Please try out sparql-fiddle - an online app and gerneral purpose library for using SPARQL with Solid PODs, in-memory strings, and other sources.
The online app allows you to create RDF and SPARQL or load them from Solid, run the queries view the results, edit either the data or the query, re-run, rinse and repeat. It includes a few examples, more coming.
The code library is entirely based on rdflib.js so can run either in a browser or from the command line. It provides functions to run SPARQL from a variety of sources with a flexible API that supports retrieving results as text, HTML or as various kinds of data structures. It also includes a way to store, retrieve, and run a library of queries.

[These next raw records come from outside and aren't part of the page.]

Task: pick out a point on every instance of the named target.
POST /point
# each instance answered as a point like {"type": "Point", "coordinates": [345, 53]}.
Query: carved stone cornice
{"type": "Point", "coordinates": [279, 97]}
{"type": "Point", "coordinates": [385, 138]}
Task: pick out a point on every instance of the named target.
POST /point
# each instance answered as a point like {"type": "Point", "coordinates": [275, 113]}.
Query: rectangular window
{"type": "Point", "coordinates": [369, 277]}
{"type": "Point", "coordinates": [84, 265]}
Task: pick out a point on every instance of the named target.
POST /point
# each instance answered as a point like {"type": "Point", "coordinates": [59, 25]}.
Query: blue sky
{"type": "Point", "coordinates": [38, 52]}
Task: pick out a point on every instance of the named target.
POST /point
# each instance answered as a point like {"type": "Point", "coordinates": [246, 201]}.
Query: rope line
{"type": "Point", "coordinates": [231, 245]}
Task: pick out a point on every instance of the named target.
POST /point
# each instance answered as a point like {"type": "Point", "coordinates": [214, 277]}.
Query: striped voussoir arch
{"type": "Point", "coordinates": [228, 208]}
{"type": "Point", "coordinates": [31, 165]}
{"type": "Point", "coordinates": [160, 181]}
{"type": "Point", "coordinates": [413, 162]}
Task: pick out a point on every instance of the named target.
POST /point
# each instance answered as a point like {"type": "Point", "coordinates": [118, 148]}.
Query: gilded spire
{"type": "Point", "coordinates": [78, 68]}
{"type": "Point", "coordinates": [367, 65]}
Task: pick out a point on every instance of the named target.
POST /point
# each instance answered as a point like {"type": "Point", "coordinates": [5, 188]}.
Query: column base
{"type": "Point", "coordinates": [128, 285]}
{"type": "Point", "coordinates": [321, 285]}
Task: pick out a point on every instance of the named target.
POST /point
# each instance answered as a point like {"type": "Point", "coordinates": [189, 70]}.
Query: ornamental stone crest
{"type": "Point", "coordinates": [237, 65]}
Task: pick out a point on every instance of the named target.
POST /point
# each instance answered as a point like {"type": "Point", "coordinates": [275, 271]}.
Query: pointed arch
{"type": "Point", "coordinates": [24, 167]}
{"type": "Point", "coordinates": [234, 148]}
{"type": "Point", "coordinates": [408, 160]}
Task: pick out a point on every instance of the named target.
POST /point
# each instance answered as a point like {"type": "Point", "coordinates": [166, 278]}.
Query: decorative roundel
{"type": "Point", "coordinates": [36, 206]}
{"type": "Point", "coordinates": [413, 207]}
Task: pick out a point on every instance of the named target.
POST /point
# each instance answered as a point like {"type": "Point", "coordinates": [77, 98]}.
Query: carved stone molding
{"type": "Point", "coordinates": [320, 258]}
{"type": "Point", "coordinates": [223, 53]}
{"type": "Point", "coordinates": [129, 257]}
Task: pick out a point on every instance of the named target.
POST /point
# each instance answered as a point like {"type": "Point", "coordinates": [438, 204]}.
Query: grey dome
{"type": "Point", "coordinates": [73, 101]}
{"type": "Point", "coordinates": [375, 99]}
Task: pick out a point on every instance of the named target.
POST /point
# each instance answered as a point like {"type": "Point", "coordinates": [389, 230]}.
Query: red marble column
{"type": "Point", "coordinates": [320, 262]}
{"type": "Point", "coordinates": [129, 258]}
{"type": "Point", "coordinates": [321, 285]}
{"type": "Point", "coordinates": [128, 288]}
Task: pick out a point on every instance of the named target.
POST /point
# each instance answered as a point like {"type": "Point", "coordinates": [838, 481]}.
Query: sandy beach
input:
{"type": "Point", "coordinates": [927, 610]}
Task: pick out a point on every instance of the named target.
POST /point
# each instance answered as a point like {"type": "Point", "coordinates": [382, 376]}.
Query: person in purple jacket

I’d really like feedback both on the API and on the ontology I propose for a community-based sharing of queries (see the README).
Caveats: 1. the SPARQL is the subset of SPARQL supported by rdflib.js. 2. I have not (yet) implemented a planned secondary fetcher which will allow the library to support full endpoint querying with traversal of multiple URLs.
I’m just trying to figure this out, so hopefully my comments make sense. I wonder if it could be extended to use pipelines of queries. So the query predicate maybe could be either be a single query or a list of queries drawn from other fiddles, so if someone makes a popular one it can be reused and the results fed into additional queries.
So the query could be either a single query (or a federated one) or it could be a pipeline of queries. So a fiddle writer wouldn’t need to know or worry about what pipeline the fiddle is used in.
I think I’m following you. Not sure about your last sentence. Presumably, the queries are all run against the same data store so the fiddle would look something like { data : foo; query : [bar1,bar2,bar3] }. It would be that fiddle which would be shared so I’m not sure what you mean by what fiddle it is used in.
Well maybe for example someone wrote a fiddle that assumed the data is text which has been put in a rdf graph with a part of speech tagger. So you have a graph that says this is a noun, this is a verb, etc. Say for example the text is “This Solid thing is taking off”. So you know from the graph that Solid is a noun but you don’t know it is that thing that Tim Berners Lee invented. So the first fiddle might detect entities or words related to the Solid project. Then you have that in the graph after the first stage of the pipeline. But then somebody else wrote a totally unrelated fiddle with a query that can detect phrasal verbs and can see that “taking off” means “gaining momentum” instead of just the verb “taking”. Then you could use both queries from unrelated fiddles in a pipeline to understand that the sentence means the Solid project is gaining momentum.